もう一つの平家伝説

平家物語に登場する人物には、何故か故郷や配流先で農業に貢献したという話が伝わっていることが少なくありません。平家側とは限らず、以仁王の乱で奮戦した信連(長谷部信連)も、配流先の伯耆国鳥取県)日野では地元の農業振興に関わったと伝えられています。彼の屋敷跡は日野町の根雨にあります。私が訪ねたのは29年前、今上天皇即位のための休日でしたが、中世の屋敷跡がよく保存され(敷地内には冬菜の畝が作ってありましたが)、隣の厳島神社の紅葉が燃えるようでした。根雨は古い宿場の面影を遺す、静かな街道筋です。日野川たたら製鉄と関係があります。伯備線は(今でも)1時間に1本程度しか通らず、鳥取市から真っ直ぐ行って真っ直ぐ戻るだけでまる1日かかりました。
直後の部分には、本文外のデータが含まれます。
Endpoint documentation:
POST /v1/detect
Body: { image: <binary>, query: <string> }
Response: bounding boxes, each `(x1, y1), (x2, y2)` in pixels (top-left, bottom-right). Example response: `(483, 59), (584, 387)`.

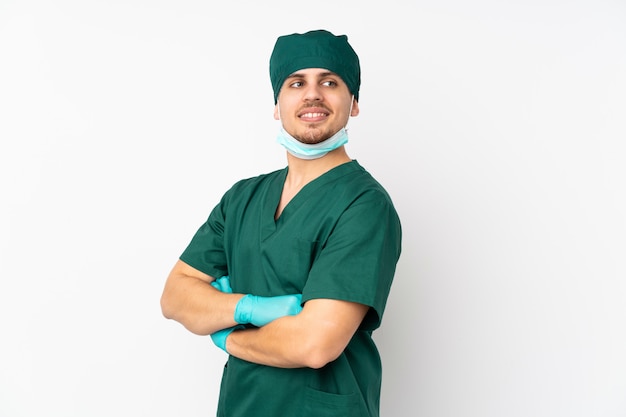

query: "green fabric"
(181, 161), (401, 417)
(270, 30), (361, 104)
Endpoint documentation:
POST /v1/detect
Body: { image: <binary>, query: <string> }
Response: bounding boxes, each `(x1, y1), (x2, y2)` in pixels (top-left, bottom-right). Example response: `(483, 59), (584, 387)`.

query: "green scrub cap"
(270, 30), (361, 104)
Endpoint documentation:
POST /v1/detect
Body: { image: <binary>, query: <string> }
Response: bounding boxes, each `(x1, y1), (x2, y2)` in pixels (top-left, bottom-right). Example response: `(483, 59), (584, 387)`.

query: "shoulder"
(337, 160), (393, 207)
(224, 168), (286, 198)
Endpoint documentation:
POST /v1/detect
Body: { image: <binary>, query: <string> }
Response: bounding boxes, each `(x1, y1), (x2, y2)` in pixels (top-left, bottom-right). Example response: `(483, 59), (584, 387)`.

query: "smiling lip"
(298, 107), (329, 122)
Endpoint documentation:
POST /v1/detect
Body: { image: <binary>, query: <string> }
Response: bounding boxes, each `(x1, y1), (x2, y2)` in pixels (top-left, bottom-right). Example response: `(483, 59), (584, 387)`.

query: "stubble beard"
(294, 125), (332, 145)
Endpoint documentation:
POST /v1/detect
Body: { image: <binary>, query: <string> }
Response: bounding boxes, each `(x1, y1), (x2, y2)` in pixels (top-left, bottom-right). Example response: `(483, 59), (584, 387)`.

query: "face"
(274, 68), (359, 144)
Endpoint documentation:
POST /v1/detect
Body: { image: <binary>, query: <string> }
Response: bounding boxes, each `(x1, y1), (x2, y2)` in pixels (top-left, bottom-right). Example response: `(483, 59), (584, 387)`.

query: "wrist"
(234, 294), (257, 324)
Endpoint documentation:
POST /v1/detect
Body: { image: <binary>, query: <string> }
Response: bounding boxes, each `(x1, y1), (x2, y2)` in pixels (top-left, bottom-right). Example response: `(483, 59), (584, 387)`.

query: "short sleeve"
(303, 191), (402, 330)
(180, 193), (228, 278)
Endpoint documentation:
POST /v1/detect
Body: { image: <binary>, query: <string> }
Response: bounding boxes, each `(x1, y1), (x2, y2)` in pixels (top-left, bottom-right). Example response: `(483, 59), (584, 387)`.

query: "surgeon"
(161, 30), (401, 417)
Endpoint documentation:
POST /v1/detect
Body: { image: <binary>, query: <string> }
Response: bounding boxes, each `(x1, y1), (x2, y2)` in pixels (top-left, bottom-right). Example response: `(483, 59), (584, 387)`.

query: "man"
(161, 30), (401, 417)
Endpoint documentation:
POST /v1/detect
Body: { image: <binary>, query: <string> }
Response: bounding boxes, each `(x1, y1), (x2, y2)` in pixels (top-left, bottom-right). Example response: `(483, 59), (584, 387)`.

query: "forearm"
(226, 300), (367, 368)
(161, 262), (243, 335)
(226, 317), (308, 368)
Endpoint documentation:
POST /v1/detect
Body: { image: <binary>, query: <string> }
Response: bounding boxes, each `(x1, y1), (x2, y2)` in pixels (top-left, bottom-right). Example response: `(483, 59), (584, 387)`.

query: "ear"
(350, 98), (359, 117)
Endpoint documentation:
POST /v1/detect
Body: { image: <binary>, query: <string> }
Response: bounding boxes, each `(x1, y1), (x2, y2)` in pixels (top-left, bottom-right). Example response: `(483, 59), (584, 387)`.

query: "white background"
(0, 0), (626, 417)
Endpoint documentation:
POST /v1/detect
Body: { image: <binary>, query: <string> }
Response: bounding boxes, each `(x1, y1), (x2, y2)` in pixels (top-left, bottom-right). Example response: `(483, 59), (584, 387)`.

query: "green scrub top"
(180, 161), (401, 417)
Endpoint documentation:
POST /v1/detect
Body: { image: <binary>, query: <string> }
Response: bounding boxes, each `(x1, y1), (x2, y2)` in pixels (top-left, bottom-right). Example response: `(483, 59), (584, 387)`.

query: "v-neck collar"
(260, 160), (360, 240)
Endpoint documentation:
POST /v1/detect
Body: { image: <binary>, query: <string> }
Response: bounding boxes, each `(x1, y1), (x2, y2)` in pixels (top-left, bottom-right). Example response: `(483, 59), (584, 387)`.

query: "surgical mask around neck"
(276, 126), (348, 159)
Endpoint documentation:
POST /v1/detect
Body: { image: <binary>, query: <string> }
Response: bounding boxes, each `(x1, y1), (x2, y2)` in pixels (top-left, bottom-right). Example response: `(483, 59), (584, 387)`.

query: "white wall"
(0, 0), (626, 417)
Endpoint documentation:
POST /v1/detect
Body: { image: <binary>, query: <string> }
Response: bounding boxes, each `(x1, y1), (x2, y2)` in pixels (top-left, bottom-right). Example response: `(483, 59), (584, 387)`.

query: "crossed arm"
(161, 261), (369, 368)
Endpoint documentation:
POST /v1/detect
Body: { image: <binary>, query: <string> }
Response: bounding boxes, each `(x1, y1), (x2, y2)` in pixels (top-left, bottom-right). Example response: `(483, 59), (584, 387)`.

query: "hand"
(211, 275), (233, 294)
(235, 294), (302, 327)
(211, 324), (245, 353)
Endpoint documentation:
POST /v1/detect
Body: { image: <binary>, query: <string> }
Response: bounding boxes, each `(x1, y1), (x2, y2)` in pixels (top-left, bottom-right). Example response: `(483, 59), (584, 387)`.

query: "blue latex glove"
(211, 275), (233, 294)
(211, 275), (302, 326)
(211, 324), (245, 353)
(235, 294), (302, 327)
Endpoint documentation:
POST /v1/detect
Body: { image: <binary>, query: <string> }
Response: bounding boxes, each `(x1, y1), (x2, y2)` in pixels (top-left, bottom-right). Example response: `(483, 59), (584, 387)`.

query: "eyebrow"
(287, 71), (339, 79)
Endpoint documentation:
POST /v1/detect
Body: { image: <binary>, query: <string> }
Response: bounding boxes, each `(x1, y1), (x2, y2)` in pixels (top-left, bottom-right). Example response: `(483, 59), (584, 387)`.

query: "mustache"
(300, 103), (331, 113)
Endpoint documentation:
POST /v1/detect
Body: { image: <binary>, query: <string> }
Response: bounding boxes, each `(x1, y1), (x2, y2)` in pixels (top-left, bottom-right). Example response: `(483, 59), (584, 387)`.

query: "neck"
(286, 146), (351, 186)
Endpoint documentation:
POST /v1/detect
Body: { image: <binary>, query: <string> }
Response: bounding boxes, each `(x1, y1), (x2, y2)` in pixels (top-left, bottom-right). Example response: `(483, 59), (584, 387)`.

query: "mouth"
(298, 108), (330, 122)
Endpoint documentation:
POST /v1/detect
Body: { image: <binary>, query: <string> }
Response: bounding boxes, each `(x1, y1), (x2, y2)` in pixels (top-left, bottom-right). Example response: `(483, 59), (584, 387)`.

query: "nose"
(303, 83), (323, 101)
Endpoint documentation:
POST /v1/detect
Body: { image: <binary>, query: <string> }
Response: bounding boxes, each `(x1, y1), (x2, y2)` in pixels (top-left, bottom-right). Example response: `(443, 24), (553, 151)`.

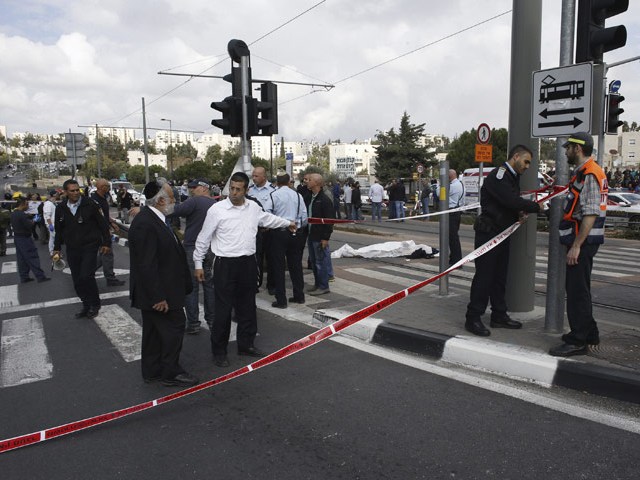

信連の墓は石川県にあります。40年ほど前に訪ねた時は苦労しました。能登を1泊2日で廻る観光バスがありますが、輪島の物産館見学の間にそっと抜け出し、タクシーで行こうとしたのですが、タクシーの運転手も知らない。運転手仲間であれこれ詮議し(中には「俺んちの墓では駄目か」なんて言う人もいました)、「そう言えばあの田圃の中に何かあったな」ということで連れて行って貰いました。咲き終わった彼岸花の叢の中に石塔が建っているだけ。でも感激しました。いまネットで見ると、立派な観光地になり、彼岸花の名所と謳っています。

信連の晩年については『吾妻鏡』建保6年10月27日条に載っていますが、平家物語諸本には異伝もあり、中世を通じて人気のあった人物だったのでしょう。